De acordo com Marcelo Rebelo de Sousa, a intervenção da Presidência da República no caso das gémeas decorreu num período de dez dias, entre 21 de outubro e 31 de outubro de 2019".
Marcelo Rebelo de Sousa adianta que comunicou a situação ao seu chefe da Casa Civil, que dias mais tarde, “a 31 de outubro [de 2019], enviou, como faz sempre, para o chefe de gabinete do senhor primeiro-ministro” e também ao gabinete do secretário de Estado das Comunidades.
De acordo com o chefe de Estado, o seu filho, Nuno Rebelo de Sousa, contactou também a então assessora para os assuntos sociais da Presidência, Maria João Ruela, e o chefe da Casa Civil.
Em resposta enviada Nuno Rebelo de Sousa, a 23 de outubro de 2019, é referido que: "o processo foi recebido [pelo Hospital Santa Maria] e estão a ser analisados vários casos do mesmo tipo, estando a ser analisados doentes internados e seguidos em hospitais portugueses, sendo que a capacidade de resposta é muito limitada e depende de decisões médicas do hospital e do Infarmed", referiu Marcelo Rebelo de Sousa.
Mais tarde, o chefe da Casa Civil respondeu a Nuno Rebelo de Sousa que que: "a prioridade é dada aos casos que estejam a ser tratados nos hospitais portugueses, daí que ainda não tenham sido contactados, nem é previsível que o sejam rapidamente. O SNS cobre em primeiro lugar a situação de pessoas que residam ou se encontrem em Portugal. Os portugueses residentes no estrangeiro têm o direito a ser tratados pelos sistemas de saúde dos países onde residam nos termos das convenções de Segurança Social ou, no caso da UE, da legislação europeia".
Marcelo nega favorecimento
O Presidente da República nega qualquer favorecimento e garante: "olhei para o meu filho como qualquer cidadão".

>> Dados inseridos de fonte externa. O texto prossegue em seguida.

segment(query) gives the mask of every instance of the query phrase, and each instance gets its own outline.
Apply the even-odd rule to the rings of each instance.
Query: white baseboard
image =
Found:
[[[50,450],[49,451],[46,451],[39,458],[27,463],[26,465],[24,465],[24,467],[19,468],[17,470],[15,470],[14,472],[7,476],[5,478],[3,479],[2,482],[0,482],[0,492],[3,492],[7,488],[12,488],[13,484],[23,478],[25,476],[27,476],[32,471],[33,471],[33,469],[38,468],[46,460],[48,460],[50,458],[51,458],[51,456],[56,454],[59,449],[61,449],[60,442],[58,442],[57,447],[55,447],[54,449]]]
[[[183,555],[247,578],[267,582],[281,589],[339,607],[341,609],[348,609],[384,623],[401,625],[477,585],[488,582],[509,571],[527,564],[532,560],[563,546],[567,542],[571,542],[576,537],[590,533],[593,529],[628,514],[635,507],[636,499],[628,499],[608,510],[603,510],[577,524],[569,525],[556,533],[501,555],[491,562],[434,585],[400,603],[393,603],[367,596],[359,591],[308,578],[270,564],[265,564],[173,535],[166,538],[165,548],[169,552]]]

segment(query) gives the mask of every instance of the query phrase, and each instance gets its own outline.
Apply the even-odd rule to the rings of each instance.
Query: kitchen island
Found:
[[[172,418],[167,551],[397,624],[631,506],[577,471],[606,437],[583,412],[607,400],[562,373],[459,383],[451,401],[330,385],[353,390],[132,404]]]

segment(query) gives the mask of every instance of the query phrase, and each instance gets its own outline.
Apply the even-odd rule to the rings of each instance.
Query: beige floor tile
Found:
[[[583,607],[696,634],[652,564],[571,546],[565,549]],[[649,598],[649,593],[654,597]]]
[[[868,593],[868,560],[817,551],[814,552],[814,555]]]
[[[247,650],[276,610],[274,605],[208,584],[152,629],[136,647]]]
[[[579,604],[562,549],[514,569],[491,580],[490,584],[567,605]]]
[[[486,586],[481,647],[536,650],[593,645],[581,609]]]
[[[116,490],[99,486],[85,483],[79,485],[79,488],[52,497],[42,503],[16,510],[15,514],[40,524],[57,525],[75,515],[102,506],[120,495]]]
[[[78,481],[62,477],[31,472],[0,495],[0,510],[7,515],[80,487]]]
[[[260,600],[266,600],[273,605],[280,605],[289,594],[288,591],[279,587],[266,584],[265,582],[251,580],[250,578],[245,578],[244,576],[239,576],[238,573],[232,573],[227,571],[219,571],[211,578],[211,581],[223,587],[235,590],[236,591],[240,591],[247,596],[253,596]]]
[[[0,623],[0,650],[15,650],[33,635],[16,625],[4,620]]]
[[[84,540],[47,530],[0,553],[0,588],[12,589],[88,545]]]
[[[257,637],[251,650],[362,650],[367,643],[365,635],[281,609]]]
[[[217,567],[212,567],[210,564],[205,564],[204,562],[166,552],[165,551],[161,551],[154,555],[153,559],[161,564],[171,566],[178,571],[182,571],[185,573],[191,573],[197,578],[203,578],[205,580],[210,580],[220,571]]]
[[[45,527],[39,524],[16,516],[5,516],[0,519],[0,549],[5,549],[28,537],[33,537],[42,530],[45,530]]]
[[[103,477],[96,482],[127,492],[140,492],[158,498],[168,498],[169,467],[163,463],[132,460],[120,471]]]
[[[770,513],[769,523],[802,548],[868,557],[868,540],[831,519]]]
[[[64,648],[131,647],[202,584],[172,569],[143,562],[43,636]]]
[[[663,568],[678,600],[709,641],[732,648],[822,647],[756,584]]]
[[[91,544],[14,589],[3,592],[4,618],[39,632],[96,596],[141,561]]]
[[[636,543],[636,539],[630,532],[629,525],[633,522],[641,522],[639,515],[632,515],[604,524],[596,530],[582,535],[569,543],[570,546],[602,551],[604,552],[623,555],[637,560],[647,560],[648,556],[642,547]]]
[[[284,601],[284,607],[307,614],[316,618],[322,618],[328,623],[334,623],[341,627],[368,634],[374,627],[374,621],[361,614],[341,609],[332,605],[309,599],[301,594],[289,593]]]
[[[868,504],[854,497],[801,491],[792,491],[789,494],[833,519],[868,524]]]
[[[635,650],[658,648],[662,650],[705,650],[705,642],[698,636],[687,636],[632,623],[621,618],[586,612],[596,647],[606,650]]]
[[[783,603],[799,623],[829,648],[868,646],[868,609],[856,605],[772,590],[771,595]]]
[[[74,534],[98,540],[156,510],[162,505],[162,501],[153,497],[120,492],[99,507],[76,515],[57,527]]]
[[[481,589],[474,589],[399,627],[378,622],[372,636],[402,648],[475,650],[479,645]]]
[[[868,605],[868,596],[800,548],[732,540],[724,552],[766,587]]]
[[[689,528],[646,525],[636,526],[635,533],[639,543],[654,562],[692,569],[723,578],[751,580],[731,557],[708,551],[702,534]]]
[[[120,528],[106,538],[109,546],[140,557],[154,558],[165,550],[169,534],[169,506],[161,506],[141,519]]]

“É o próprio Dr. Levy Gomes [diretor de neuropediatria do Hospital Santa Maria] que diz que eu lhe disse que não havia privilégio nenhum para ninguém e, por maioria de razão, para filho de Presidente. E este procedimento mostra isso. A posição da Dra. Maria João Ruela e do chefe da Casa Civil são muito claras sobre a convicção que havia de que realmente havia uma prioridade a dar a doentes residentes em Portugal ou que se encontrassem em Portugal e que não era previsível que houvesse uma resposta rápida àquela pretensão. É isso que resulta da documentação”, declarou Marcelo Rebelo de Sousa.
Questionado pelos jornalistas, Marcelo Rebelo de Sousa responde que tem todas as garantias para continuar no cargo de Presidente da República.
"Ai certamente. Fica claro que o Presidente da República Portuguesa, perante o pedido de um cidadão como qualquer outro, dá um despacho mais neutral e igual ao que deu em 'N' casos, respeita os contactos feitos pela consultora e a posição do chefe da Casa Civil e não há uma intervenção do Presidente da República pelo facto de ser filho ou não ser filho. E depois de ter ido para a presidência do Conselho de Ministros? Isso não sei", adiantou.
O Ministério Público confirmou em 24 de novembro que instaurou um inquérito sobre o caso de duas gémeas vindas do Brasil que foram tratadas no Hospital Santa Maria com o medicamento Zolgensma, um dos medicamentos mais caros do mundo.
Este caso foi revelado por reportagens da TVI, transmitidas desde 3 de novembro, que relatam que duas gémeas de origem brasileira, que entretanto adquiriram nacionalidade portuguesa, vieram a Portugal em 2019 receber o medicamento Zolgensma para a atrofia muscular espinhal, o que representou um custo total de quatro milhões de euros.
A TVI tem repetido que neste caso há suspeitas de influência do Presidente da República, Marcelo Rebelo de Sousa, que negou qualquer interferência.
O caso está também a ser analisado pela Inspeção-Geral das Atividades em Saúde (IGAS) e é objeto de uma auditoria interna no Centro Hospitalar Universitário de Lisboa Norte, do qual faz parte o Hospital de Santa Maria.